BERLIN — The Washington-based United States Commission on International Religious Freedom (USCIRF) urged on Thursday that the Iranian regime allied Houthi authorities in Yemen comply with their March 25 public commitment to release Baha’i religious prisoner of conscience Hamid bin Haydara, along with 24 other detained Baha’is.
“Enough of the delays! The Houthis must implement their commitment to release and drop all charges against Hamid bin Haydara and 24 other detained Yemeni Baha’is,” said USCIRF Commissioner Johnnie Moore, who advocates for bin Haydara as part of USCIRF’s Religious Prisoners of Conscience Project.
“The Houthis were right to abandon their March 22 decision to impose a death sentence on Mr. bin Haydara and to dissolve Baha’i institutions in Yemen. But, this decision is meaningless if they do not act upon it. It is also time for all persecution of the Baha’is in Yemen to end, now,” he added.
USCIRF is an independent, bipartisan federal government entity established by the US Congress.
“The Houthi commitment to freedom for Mr. bin Haydara was made unequivocally, and it must be enacted without delay,” USCIRF Vice Chair Gayle Manchin said. “Mr. bin Haydara must now be released and returned to his family.”

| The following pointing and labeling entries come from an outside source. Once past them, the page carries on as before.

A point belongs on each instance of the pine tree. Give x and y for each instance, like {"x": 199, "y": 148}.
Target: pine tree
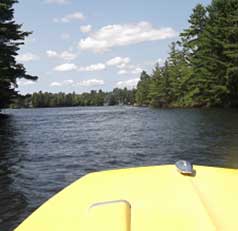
{"x": 11, "y": 37}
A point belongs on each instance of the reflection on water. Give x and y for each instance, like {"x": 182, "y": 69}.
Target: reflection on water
{"x": 43, "y": 150}
{"x": 12, "y": 202}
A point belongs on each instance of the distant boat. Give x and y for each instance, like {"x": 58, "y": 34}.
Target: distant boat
{"x": 143, "y": 199}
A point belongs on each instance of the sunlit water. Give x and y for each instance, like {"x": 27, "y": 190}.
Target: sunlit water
{"x": 44, "y": 150}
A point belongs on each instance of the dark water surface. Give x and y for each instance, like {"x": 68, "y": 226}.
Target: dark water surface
{"x": 44, "y": 150}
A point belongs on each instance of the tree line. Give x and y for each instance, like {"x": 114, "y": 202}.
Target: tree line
{"x": 11, "y": 38}
{"x": 94, "y": 98}
{"x": 201, "y": 69}
{"x": 202, "y": 66}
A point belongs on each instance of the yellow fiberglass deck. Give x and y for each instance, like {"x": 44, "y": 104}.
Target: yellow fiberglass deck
{"x": 143, "y": 199}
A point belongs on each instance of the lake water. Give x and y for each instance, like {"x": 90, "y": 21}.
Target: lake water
{"x": 44, "y": 150}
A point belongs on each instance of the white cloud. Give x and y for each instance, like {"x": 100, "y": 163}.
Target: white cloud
{"x": 56, "y": 84}
{"x": 122, "y": 72}
{"x": 124, "y": 34}
{"x": 91, "y": 83}
{"x": 66, "y": 67}
{"x": 22, "y": 82}
{"x": 65, "y": 55}
{"x": 83, "y": 83}
{"x": 85, "y": 28}
{"x": 51, "y": 53}
{"x": 93, "y": 67}
{"x": 70, "y": 17}
{"x": 118, "y": 61}
{"x": 65, "y": 36}
{"x": 131, "y": 70}
{"x": 137, "y": 70}
{"x": 60, "y": 2}
{"x": 59, "y": 84}
{"x": 131, "y": 83}
{"x": 27, "y": 57}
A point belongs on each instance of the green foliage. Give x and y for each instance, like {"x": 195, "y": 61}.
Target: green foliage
{"x": 94, "y": 98}
{"x": 11, "y": 37}
{"x": 202, "y": 67}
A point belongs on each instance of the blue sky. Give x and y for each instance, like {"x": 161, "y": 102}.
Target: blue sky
{"x": 83, "y": 45}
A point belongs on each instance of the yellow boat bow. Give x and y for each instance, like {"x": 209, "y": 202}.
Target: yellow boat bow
{"x": 141, "y": 199}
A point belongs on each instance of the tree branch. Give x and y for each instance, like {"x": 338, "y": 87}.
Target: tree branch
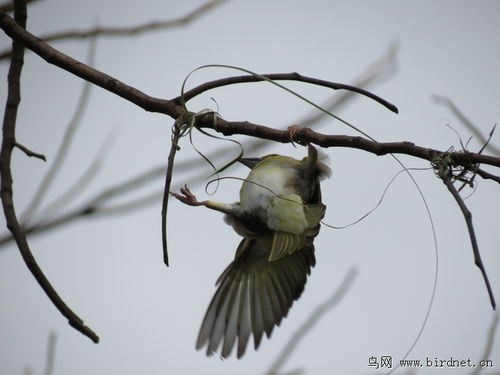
{"x": 9, "y": 7}
{"x": 30, "y": 153}
{"x": 281, "y": 77}
{"x": 53, "y": 56}
{"x": 8, "y": 143}
{"x": 174, "y": 110}
{"x": 468, "y": 219}
{"x": 123, "y": 30}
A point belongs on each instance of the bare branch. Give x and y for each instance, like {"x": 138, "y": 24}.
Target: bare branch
{"x": 51, "y": 352}
{"x": 9, "y": 7}
{"x": 8, "y": 142}
{"x": 53, "y": 56}
{"x": 166, "y": 192}
{"x": 174, "y": 110}
{"x": 61, "y": 153}
{"x": 30, "y": 153}
{"x": 487, "y": 175}
{"x": 124, "y": 31}
{"x": 475, "y": 247}
{"x": 489, "y": 344}
{"x": 281, "y": 77}
{"x": 466, "y": 122}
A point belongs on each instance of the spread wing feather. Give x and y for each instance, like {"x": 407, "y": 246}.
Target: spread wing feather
{"x": 253, "y": 296}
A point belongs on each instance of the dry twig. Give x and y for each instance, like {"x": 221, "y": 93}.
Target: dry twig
{"x": 122, "y": 31}
{"x": 8, "y": 143}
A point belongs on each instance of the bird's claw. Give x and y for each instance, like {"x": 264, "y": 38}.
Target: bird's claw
{"x": 187, "y": 197}
{"x": 293, "y": 130}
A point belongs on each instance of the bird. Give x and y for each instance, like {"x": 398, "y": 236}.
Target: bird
{"x": 278, "y": 216}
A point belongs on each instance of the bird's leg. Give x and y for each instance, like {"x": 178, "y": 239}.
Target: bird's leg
{"x": 293, "y": 130}
{"x": 188, "y": 198}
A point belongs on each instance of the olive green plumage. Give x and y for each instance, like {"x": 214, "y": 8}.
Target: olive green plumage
{"x": 278, "y": 216}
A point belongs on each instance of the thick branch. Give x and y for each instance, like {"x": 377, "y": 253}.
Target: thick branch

USCIRF said in its statement that it is “concerned by reports suggesting that the Houthi First Specialized Criminal Court will only furlough the prisoners on the grounds of the “ongoing health situation’ rather than grant them a full and unconditional release.”
The Houthi movement arrested and detained bin Haydara in December 2013 and held him in prison without charges for more than a year.
A judge imposed the death sentence on bin Haydara in January 2, 2018 and issued an order to close Baha’i institutions. A Houthi appeals court affirmed the verdict on March 22, 2020.
Iran’s regime has engaged in massive persecution of the Baha’i community in the Islamic Republic of Iran. Tehran furnishes the Houthis with weapons.
USCIRF recommended the designation of the Houthi movement as an entity of particular concern in its 2019 Annual Report.
The Commission describes its work as “to monitor, analyze, and report on threats to religious freedom abroad. USCIRF makes foreign policy recommendations to the President, the Secretary of State, and Congress intended to deter religious persecution and promote freedom of religion.”